Have you made sure your tenancy deposit is protected?

Your rights under the Tenancy Deposit Protection Scheme

The Tenancy Deposit Protection Scheme came into force on the 6th April 2007.

From that date, all deposits (for rent up to £25,000 per annum) taken by landlords and letting agents for Assured Shorthold Tenancies in England and Wales, must be protected by a tenancy deposit protection scheme.

Tenancy Deposit Protection is designed to:

– allow tenants to get all or part of their deposit back when they are entitled to it

– make any disputes easier to resolve

– encourage tenants and landlords to make a clear agreement from the start on the condition of the property

If the landlord is not protecting a tenant’s deposit he will be ordered to repay three times the amount to the tenant.

How does it work?

Kinds of schemes

When the tenant pays their deposit at the beginning of a new tenancy agreement, the landlord or agent must ensure it is protected.

Landlords and agents have a choice of three schemes providers, offering two types of scheme to protect the deposit.

a) Custodial schemes

Money is held by the scheme until it is time for it to be repaid at the end of the tenancy. The custodial scheme is free to use. The landlord simply puts the deposit into the scheme at the beginning of the tenancy. There is one custodial scheme provider.

b) Insurance-based schemes

Under the insurance schemes the landlord keeps the deposit, and pays the insurance scheme to insure against the landlord failing to repay the tenant any money due to him. There is a choice of two insurance-based schemes.

Moving in

At the beginning of a new tenancy agreement, the tenant pays his deposit to the landlord or agent. Within 14 days, the landlord or agent is required to give the tenant details about how the deposit is protected including:

– the contact details of the tenancy deposit scheme

– the contact details of the landlord or agent

– how to apply for the release of the deposit

– information explaining the purpose of the deposit

– what to do if there is a dispute about the deposit

If the tenant does not receive this information, he should ask the landlord or agent the simple question – ‘how is my deposit protected?’

If the landlord isn’t protecting the deposit tenant can apply to the local county court. The court can order the landlord or agent to either repay the deposit to the tenant or protect it in a scheme. If the landlord or agent has not protected tenant’s deposit, they will be ordered to repay three times the amount of the deposit to the tenant.

Moving out

At the end of the tenancy, tenant should check whether he is leaving the property and its contents in the condition in which it was let to him – allowing for fair wear and tear – and check that he has paid the rent and any other expenses.

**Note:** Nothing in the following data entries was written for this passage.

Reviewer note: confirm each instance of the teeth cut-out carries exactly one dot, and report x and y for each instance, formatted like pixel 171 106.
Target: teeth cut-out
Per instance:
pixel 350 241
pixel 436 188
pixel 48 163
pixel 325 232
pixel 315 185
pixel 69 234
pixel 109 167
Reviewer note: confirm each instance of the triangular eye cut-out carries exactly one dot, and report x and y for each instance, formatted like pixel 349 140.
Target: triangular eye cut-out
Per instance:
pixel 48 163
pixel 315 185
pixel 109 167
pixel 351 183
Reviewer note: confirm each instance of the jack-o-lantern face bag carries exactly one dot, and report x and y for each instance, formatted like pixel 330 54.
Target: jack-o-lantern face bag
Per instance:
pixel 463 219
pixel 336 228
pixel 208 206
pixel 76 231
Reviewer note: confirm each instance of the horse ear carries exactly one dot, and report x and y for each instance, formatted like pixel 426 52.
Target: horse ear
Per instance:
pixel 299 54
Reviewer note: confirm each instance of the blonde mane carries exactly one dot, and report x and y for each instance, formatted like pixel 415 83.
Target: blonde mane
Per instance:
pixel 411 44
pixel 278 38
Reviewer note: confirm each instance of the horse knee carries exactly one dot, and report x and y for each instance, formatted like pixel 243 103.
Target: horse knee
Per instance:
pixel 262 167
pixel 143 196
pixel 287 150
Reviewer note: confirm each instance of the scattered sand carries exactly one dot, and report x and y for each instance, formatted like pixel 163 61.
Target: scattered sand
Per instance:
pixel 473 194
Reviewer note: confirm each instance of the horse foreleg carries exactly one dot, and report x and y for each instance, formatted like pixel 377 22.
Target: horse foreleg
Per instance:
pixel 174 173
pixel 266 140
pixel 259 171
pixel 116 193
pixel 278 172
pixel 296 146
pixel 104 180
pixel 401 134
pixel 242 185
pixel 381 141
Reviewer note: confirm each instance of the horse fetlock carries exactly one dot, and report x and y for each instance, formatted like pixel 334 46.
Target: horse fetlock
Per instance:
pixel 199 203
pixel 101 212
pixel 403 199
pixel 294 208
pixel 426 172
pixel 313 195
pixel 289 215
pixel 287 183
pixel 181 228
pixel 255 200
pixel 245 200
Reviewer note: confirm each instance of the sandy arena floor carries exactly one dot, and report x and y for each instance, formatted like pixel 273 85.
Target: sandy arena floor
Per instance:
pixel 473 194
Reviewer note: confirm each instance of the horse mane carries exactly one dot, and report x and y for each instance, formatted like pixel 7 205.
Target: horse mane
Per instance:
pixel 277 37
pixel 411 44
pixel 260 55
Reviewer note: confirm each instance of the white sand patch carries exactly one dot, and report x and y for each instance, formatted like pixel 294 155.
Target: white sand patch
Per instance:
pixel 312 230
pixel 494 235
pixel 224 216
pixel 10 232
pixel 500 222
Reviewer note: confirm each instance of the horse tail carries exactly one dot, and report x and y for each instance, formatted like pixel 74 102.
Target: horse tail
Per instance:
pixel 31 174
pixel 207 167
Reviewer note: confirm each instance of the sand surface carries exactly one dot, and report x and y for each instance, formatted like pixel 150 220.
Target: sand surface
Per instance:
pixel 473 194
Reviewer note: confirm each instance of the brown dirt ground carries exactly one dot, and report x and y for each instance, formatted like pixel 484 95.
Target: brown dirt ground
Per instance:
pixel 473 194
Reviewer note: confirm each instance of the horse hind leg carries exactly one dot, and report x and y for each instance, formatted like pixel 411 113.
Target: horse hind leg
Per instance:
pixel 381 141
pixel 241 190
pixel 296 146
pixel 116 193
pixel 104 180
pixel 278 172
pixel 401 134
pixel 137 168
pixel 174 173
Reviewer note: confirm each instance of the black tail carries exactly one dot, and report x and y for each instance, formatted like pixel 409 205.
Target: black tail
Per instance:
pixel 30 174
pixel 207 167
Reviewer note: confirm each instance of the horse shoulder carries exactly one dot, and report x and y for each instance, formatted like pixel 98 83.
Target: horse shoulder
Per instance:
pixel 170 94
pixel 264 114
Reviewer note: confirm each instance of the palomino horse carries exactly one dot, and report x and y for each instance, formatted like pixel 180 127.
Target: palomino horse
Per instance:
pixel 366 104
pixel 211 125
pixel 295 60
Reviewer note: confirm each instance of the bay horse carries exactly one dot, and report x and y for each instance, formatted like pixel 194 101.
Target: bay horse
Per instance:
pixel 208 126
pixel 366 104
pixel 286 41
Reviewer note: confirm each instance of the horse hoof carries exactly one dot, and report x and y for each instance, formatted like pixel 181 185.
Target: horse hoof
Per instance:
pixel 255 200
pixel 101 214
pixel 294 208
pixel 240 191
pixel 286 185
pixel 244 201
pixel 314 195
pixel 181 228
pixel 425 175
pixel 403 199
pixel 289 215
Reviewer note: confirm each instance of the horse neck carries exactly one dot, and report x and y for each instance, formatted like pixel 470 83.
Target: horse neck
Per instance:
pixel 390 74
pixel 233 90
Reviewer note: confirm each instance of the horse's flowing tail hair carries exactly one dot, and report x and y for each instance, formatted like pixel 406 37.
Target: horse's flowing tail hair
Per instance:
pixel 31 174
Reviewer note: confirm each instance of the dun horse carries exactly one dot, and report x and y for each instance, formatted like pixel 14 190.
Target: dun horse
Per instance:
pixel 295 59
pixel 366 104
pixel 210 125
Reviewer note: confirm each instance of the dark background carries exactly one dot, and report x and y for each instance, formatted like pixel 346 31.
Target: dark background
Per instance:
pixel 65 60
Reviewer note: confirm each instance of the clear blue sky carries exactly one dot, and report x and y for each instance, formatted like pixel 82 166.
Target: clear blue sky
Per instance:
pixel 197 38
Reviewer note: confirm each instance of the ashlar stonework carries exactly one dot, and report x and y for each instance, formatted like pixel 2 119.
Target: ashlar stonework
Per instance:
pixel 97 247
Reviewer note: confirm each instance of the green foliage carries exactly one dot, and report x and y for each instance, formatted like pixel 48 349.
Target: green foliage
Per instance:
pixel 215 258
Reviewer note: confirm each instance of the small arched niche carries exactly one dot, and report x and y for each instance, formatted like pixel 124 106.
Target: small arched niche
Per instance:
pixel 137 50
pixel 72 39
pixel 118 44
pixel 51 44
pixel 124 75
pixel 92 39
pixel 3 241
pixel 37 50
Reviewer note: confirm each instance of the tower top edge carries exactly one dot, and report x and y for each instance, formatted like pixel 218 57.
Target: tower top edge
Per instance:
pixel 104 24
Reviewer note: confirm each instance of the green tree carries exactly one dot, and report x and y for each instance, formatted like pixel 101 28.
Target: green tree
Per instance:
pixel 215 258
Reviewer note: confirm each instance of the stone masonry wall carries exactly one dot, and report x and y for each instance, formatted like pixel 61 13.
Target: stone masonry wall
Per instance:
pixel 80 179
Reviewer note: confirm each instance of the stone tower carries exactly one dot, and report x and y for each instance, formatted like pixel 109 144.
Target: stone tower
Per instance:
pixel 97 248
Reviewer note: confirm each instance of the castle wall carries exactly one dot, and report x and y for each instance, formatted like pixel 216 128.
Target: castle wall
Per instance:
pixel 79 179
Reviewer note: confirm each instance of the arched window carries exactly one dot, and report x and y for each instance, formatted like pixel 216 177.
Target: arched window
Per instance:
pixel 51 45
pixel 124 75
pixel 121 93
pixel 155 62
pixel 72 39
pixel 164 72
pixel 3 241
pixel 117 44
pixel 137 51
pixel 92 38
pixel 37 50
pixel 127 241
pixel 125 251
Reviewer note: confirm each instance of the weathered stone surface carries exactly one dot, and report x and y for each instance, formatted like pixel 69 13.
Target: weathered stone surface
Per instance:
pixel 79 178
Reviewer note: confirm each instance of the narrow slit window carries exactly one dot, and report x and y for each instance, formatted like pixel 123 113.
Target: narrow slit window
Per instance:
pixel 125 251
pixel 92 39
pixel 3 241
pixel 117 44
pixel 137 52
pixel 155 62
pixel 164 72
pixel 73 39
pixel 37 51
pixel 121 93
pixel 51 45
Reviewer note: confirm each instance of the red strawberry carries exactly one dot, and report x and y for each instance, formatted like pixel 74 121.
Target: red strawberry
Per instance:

If a dispute occurs and no agreements can be reached on how much of the deposit should be returned, there will be a free service, offered by the scheme protecting the deposit to help resolve any disputes – the Alternative Dispute Resolution (ADR) service.

If landlord and tenant both agree to use the service to resolve disputes offered by their scheme provider, they are agreeing to be bound by its decision.

a) Custodial schemes
If a landlord or tenant does not agree to the release of full or part of the deposit, ADR will be the default way in which to resolve a dispute. If there is a dispute, the scheme will continue to hold the amount until the ADR or courts decide what is fair.

b) Insurance-based schemes
If there is a dispute and the deposit is safeguarded by an insurance-based scheme, the landlord must hand over the disputed amount to the scheme for safekeeping until the dispute is resolved.

The scheme administrator will divide the disputed amount in accordance with the ADR service's, or court's decision.

If the landlord fails to transfer the disputed amount into the scheme, then the scheme will pay the amount due to the tenant as a result of the ADR service's or court's decision. The scheme will then recover the money from the landlord.